The superintendent then placed a telephone call to the District 17 union field representative and told him about the problem. After speaking with the local representatives, the district representative asked the superintendent to grant Holcomb one more chance to attend the meeting. Two union representatives and two foremen again went to see Holcomb at the work site. Again they urged him to attend the meeting. They related to him that the district union representative said he should attend the meeting. When Holcomb refused, one of the foreman ordered Holcomb to attend the meeting. Holcomb's immediate foreman explained to him that if he did not attend the meeting, he would be suspended subject to discharge. Holcomb refused to attend the meeting and demanded his suspension in writing. The superintendent wrote a letter of suspension with intent to discharge, which was delivered to Holcomb.

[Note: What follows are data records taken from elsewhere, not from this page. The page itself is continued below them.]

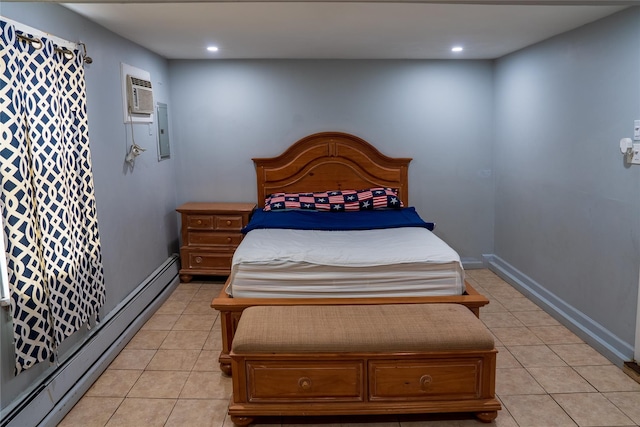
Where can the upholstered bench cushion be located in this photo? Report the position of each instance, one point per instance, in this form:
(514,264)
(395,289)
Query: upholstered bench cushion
(360,328)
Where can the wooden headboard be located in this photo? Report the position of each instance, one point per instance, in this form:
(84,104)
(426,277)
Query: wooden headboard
(331,161)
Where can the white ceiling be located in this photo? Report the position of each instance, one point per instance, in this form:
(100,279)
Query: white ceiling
(341,29)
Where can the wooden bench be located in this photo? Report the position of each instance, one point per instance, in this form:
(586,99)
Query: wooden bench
(354,360)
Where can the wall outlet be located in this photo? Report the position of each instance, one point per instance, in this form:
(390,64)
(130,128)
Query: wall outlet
(635,160)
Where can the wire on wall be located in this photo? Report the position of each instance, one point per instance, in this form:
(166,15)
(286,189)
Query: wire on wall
(37,43)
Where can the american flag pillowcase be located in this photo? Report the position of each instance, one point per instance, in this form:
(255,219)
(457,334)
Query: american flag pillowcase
(336,201)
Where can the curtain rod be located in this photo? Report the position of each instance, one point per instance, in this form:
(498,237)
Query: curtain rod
(64,51)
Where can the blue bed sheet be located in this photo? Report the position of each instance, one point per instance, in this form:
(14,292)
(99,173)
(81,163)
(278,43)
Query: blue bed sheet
(333,221)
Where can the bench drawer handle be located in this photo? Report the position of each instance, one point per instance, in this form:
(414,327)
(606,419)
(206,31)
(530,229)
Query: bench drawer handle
(425,382)
(304,383)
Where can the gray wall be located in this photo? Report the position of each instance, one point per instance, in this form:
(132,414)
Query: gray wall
(437,112)
(137,221)
(567,208)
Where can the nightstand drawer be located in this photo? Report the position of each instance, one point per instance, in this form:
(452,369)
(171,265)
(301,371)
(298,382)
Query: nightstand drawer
(210,234)
(213,238)
(420,379)
(305,381)
(200,222)
(227,222)
(206,260)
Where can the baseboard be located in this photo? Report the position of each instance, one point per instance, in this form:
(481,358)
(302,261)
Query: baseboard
(471,263)
(593,333)
(49,403)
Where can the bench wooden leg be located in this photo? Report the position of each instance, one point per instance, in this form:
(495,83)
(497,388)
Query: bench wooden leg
(487,417)
(241,421)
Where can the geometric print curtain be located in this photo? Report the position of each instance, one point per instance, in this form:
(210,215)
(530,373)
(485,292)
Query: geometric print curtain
(47,196)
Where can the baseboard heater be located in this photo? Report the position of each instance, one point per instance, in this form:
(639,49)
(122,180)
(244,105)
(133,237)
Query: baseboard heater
(54,397)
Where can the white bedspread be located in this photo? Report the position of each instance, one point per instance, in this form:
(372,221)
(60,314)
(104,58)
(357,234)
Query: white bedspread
(284,263)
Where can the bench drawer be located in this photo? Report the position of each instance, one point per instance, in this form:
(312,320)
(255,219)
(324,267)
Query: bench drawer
(293,381)
(420,379)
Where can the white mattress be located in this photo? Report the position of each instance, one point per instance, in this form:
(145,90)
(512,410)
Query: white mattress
(397,262)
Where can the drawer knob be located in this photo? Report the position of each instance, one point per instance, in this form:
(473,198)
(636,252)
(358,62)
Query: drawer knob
(425,382)
(304,383)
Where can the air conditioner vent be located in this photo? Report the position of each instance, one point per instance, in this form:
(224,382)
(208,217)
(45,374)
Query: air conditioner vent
(140,96)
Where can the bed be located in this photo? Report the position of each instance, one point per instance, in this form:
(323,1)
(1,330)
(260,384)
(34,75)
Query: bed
(317,163)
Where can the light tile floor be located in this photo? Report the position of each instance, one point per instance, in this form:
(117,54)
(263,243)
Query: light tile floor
(168,374)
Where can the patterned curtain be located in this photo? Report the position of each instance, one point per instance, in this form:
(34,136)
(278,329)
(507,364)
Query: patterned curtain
(47,196)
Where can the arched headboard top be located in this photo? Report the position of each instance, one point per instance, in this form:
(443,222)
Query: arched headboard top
(331,161)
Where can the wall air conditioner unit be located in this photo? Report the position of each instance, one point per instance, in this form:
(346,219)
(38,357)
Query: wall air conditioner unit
(139,96)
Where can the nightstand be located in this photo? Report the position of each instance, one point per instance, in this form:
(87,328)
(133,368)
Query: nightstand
(210,235)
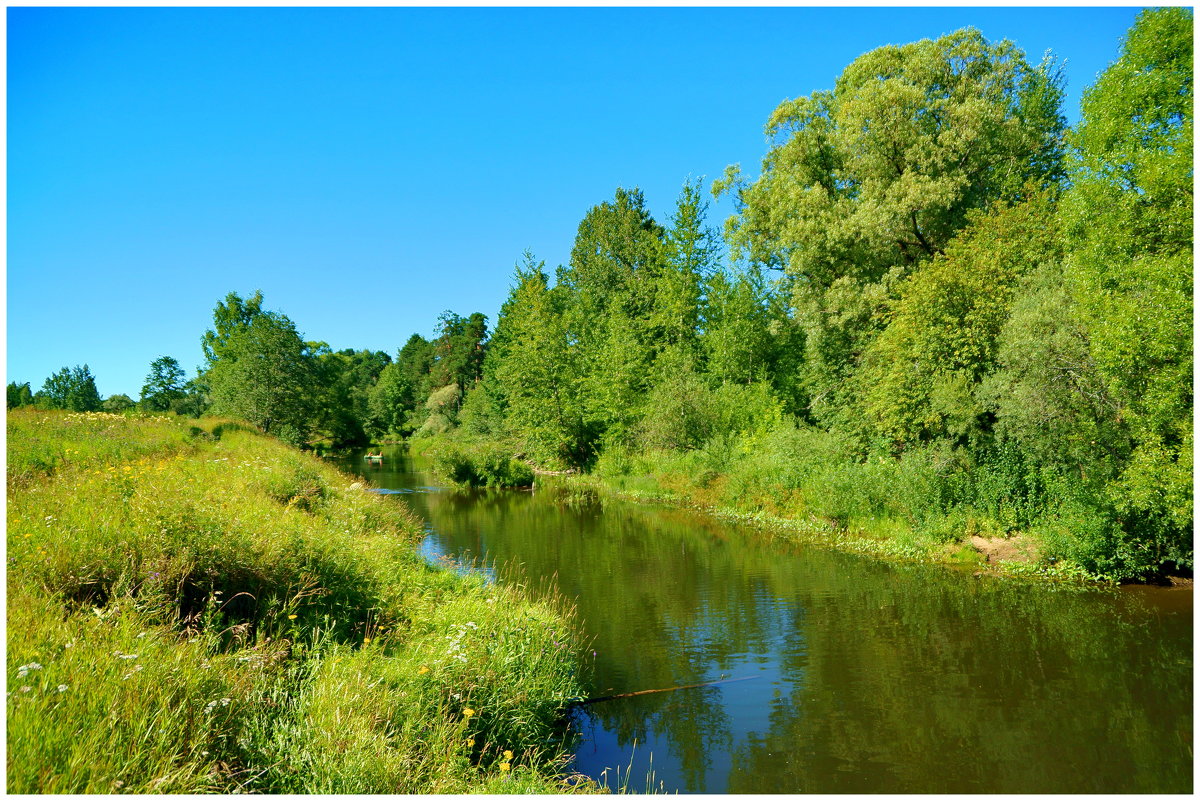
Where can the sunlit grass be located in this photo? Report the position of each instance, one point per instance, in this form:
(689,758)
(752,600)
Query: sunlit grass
(198,608)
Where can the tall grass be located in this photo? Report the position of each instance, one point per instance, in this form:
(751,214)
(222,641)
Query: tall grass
(924,506)
(204,609)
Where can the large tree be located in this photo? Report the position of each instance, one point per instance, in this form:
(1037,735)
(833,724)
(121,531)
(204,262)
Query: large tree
(865,182)
(1129,233)
(72,389)
(163,386)
(263,371)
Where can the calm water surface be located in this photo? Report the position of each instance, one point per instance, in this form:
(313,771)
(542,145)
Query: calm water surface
(852,675)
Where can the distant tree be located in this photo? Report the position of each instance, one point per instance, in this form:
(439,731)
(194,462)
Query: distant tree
(919,379)
(228,318)
(389,403)
(163,385)
(72,389)
(1129,234)
(347,378)
(196,398)
(265,374)
(19,395)
(118,403)
(864,182)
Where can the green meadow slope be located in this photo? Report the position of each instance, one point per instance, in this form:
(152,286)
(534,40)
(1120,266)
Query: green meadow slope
(208,610)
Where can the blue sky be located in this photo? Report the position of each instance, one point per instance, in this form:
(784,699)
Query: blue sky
(370,168)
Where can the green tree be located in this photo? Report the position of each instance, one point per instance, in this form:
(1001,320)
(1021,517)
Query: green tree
(118,403)
(867,181)
(163,386)
(347,379)
(265,374)
(533,362)
(72,389)
(228,318)
(389,402)
(693,254)
(610,293)
(19,395)
(919,379)
(1129,233)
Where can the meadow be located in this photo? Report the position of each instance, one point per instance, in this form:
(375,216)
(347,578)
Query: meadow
(193,607)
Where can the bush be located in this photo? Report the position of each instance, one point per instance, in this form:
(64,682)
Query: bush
(480,467)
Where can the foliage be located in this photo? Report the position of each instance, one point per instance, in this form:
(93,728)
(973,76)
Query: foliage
(264,373)
(1129,222)
(118,403)
(481,465)
(163,386)
(71,389)
(19,395)
(867,181)
(178,622)
(919,379)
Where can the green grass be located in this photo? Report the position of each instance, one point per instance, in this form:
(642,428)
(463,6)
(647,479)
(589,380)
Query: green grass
(202,609)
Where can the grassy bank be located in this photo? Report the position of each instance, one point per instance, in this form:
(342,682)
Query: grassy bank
(801,482)
(198,608)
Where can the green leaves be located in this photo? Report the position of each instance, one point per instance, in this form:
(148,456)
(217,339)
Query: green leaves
(263,372)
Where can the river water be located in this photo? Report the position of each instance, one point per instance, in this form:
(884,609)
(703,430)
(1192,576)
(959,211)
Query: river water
(849,674)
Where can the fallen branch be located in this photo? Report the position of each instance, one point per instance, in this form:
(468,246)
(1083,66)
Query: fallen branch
(665,690)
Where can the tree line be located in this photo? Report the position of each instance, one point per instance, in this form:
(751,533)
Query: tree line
(931,270)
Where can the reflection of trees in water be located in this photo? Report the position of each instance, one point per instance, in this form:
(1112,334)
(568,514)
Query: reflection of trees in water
(889,678)
(987,686)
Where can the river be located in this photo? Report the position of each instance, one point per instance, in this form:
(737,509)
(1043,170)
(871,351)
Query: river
(850,674)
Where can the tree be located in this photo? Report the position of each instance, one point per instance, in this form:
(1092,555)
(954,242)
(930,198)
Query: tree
(72,389)
(864,182)
(228,318)
(1129,233)
(389,402)
(693,252)
(163,386)
(265,374)
(19,395)
(610,293)
(919,379)
(117,404)
(537,371)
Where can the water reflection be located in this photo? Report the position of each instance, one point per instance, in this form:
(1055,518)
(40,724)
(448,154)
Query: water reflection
(856,676)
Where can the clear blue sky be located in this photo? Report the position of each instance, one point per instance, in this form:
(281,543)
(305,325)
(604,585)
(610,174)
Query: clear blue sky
(370,168)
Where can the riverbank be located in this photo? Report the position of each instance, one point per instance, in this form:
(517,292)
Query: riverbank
(880,510)
(196,608)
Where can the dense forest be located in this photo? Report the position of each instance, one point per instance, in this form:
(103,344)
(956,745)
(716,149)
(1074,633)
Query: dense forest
(937,305)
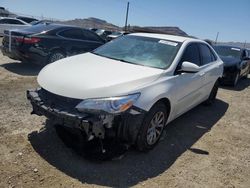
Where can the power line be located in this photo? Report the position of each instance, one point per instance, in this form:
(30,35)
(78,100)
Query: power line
(126,22)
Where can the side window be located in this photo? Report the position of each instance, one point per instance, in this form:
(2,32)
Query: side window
(191,54)
(2,21)
(73,34)
(244,54)
(206,55)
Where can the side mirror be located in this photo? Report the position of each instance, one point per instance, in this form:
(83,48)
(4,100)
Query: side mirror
(189,67)
(246,58)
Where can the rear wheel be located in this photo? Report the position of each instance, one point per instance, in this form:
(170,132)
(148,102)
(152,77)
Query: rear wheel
(236,79)
(152,127)
(56,55)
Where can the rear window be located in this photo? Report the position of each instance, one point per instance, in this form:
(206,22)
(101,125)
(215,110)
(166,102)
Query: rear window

Holcomb grieved pursuant to the National Bituminous Coal Wage Agreement of 1984 ("Wage Agreement"), stating that he was unjustly discharged. The matter proceeded to arbitration. During arbitration, the union argued that Holcomb did not attend the meeting because "the work place was a hostile environment and [he] felt that he should not have to go to a meeting with so many supervisors and people as he was afraid for his own safety." The arbitrator considered a number of "just cause concepts in discipline" presented by the union and decided that Colony Bay had complied with each item. The arbitrator was then left with the final question "whether the conduct of the employee was defensible and the discipline penalty just?." The arbitrator determined that Holcomb's conduct was unacceptable and it was his responsibility to follow the directions of his supervisors and grieve later. Therefore, the arbitrator determined that Holcomb's conduct was insubordinate and that termination was an appropriate penalty under the guidelines of the Wage Agreement.

Holcomb argues that the district union representative never met with him during the preparation stages prior to arbitration in an attempt to resolve the grievance or discuss strategy concerning the arbitration. This forms the basis for Holcomb's complaint that the union "arbitrarily, capriciously and in bad-faith breached their duty to fully and fairly represent [him] at the arbitration proceeding." The union asserts that Holcomb was represented adequately at the arbitration hearing by District 17.

On February 26, 1986, after his grievance was denied by the arbitrator, Holcomb filed a complaint with the MSHA alleging that his discharge resulted from activities protected by Sec. 105(c) of the Federal Mine Safety and Health Act of 1977. Holcomb alleged that he had been the victim of a continual pattern of discrimination because of his safety concerns, which culminated in his unjust termination. When Holcomb received notice of the hearing on his MSHA complaint, he sought assistance from District 17's legal counsel. District 17's counsel reviewed Holcomb's case and informed Holcomb that he could not take the case forward because, in his judgment, it could not be won. Several union representatives attended the MSHA hearing with Holcomb, but Holcomb did not ask them to testify.